BERTRAND décide de présenter son étude sous forme de dictionnaire. Il entend la baser sur le travail de SCHEUCHZER, en particulier sur l’édition révisée et augmentée publiée par Jakob Theodor KLEIN à Dantzig en 1740, et parue sous le titre Lapidum Figuratorum Nomenclator. Notre homme se fixe comme objectif de proposer un ouvrage “qui, ne se bornant point à la classe des pierres, embrasse tous les fossiles, & dont les articles ayant la plénitude nécessaire pour faire connaître du moins les classes, les ordres, les genres, & les espèces de ces corps, si differens que l’on tire de la terre, & pour donner quelque idée de leur origine, de leur formation & de leurs usages. C’est cet ouvrage que j’ai entrepris, aidé de tous les Auteurs qui ont écrit sur la Minéralogie. Ce sera le Dictionnaire universel oryctologique. On a déjà, je le sçai, plusieurs Dictionnaires, qui, dans différentes vues & avec plus ou moins de succès, embrassent divers articles de l’Oryctologie : mais il n’en est encore aucun qui les renferme tous, avec le plan systématique d’une science élémentaire qui puisse servir à tout le monde”.

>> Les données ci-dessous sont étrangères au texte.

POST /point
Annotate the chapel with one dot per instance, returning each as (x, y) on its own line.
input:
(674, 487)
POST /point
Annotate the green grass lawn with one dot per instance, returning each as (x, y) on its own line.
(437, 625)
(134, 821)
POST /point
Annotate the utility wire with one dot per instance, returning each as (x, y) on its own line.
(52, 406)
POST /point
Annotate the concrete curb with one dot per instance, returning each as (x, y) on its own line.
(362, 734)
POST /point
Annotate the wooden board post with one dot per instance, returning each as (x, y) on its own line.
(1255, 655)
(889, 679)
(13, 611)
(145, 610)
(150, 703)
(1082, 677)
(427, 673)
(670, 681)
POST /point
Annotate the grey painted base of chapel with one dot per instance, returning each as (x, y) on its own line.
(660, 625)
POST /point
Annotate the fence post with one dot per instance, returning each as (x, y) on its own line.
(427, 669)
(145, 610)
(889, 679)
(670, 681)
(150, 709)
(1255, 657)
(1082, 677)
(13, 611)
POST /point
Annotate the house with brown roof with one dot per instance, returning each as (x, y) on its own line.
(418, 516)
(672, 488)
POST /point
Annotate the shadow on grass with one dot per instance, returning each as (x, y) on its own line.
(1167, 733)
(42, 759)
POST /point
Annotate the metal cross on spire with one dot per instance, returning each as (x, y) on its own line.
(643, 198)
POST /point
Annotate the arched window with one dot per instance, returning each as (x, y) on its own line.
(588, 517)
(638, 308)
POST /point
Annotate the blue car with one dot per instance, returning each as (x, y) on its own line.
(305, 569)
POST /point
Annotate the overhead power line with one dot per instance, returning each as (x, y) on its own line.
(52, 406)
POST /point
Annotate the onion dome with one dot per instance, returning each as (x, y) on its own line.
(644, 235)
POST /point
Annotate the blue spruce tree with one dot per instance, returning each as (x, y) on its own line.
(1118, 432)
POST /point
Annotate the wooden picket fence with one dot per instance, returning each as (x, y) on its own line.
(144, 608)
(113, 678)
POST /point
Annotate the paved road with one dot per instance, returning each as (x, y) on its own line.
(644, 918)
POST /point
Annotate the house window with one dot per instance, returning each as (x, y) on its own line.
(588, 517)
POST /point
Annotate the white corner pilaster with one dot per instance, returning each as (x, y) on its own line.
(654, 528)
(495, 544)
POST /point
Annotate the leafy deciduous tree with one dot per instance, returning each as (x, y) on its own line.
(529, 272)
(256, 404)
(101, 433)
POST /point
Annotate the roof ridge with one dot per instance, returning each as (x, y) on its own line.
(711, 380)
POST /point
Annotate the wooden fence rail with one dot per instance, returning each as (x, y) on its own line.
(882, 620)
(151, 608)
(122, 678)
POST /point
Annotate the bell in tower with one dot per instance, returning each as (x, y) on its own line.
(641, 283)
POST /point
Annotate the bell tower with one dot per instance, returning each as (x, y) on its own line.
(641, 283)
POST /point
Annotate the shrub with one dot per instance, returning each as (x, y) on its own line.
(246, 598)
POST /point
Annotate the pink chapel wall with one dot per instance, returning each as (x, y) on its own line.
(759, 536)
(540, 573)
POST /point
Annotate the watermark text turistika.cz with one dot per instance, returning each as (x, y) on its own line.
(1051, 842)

Considérant que “tout est lié dans la nature” et que la science des fossiles ne peut être abordée en la dissociant de la géologie, BERTRAND ne se limite pas aux éléments organiques piégés accidentellement dans une roche sédimentaire puis minéralisés. Il étend son étude à ” tout ce qui se tire de la terre ou qui se trouve dans son sein ; soit qu’il y soit propre, comme les sables, les terres, les pierres, les sels, les soufres, les bitumes, les minéraux, les métaux ; soit qu’il s’y rencontre accidentellement, comme les coquilles fossiles & les pétrifications des animaux, des végétaux, des lithophytes & des zoophytes”. Il en résulte que “ce dictionnaire doit donc renfermer, en abrégé, tout le règne des fossiles, tout ce que la minéralogie, la lithologie, la métallurgie, la docimasie présentent de plus universel & de plus essentiel”.

Le livre, dépourvu de planches et d’illustrations, prend la forme d’une encyclopédie de poche consacrée à la géologie. Nous y retrouvons aussi bien le pétrole, la pierre néphrétique, la terre à foulon, le diamant, la pyrite et la chrysolite, que les bélemnites, les oursins et les échinidés fossilisés, les nautiles, la stéléchite, c’est-à-dire le bois pétrifié, et  les strombites. L’auteur a classé son dictionnaire en fonction du nom français, systématiquement suivi du nom latin et, éventuellement, du nom dans une autre langue, comme l’allemand ou l’italien.

Soucieux de pédagogie, BERTRAND livre ses conseils pour réaliser des cabinets d’histoire naturelle. Sous réserve d’être intelligemment conçu, ce dispositif peut constituer un “vrai théâtre, où un Maître pourroit enseigner l’histoire naturelle, & où un observateur pourroit en prendre le goût & les premières instructions : mais pour cela il faudroit que tout y fût placé dans la vue d’instruire, & non pas seulement de plaire aux yeux”. Admirateur de LINNÉ, il prône le classement systématique en cinq parties des éléments de la nature : classes, ordres, genres, espèces et variétés. La rigueur scientifique ne peut s’imposer que par une démarche méthodique et l’établissement de nomenclatures, car “les deux premiers demiers degrés de la science, c’est la connoissance des noms & celle de la division des choses. Propriétés génériques & différences spécifiques, voilà ce qu’il faut d’abord saisir en retenant en même temps les noms propres convenables & adoptés”. Il rédigera, en 1766, un complément à son dictionnaire qui s’intitulera Recueil des différents traités sur l’histoire naturelle de la terre et des fossiles.

En 1765, la réputation scientifique de BERTRAND lui vaut d’être invité par le roi de Pologne Stanislas PONIATOWSKI. Quittant Berne, où son amitié avec VOLTAIRE lui vaut d’être mal considéré, il gagne Varsovie pour être nommé conseiller aulique et diriger, pendant une année, le Département de l’industrie, de l’agriculture et des sciences naturelles. En 1768, il regagne la Suisse où, installé à Yverdon, il participe à l’encyclopédie que Fortunato Bartolomeo FELICE met en chantier en vue de corriger et de compléter l’encyclopédie “parisienne”. C’est dans cette cité que Bertrand décède en août 1797.

Le livre s’ouvre sur une dédicace à FRÉDÉRIC V, roi du Danemark.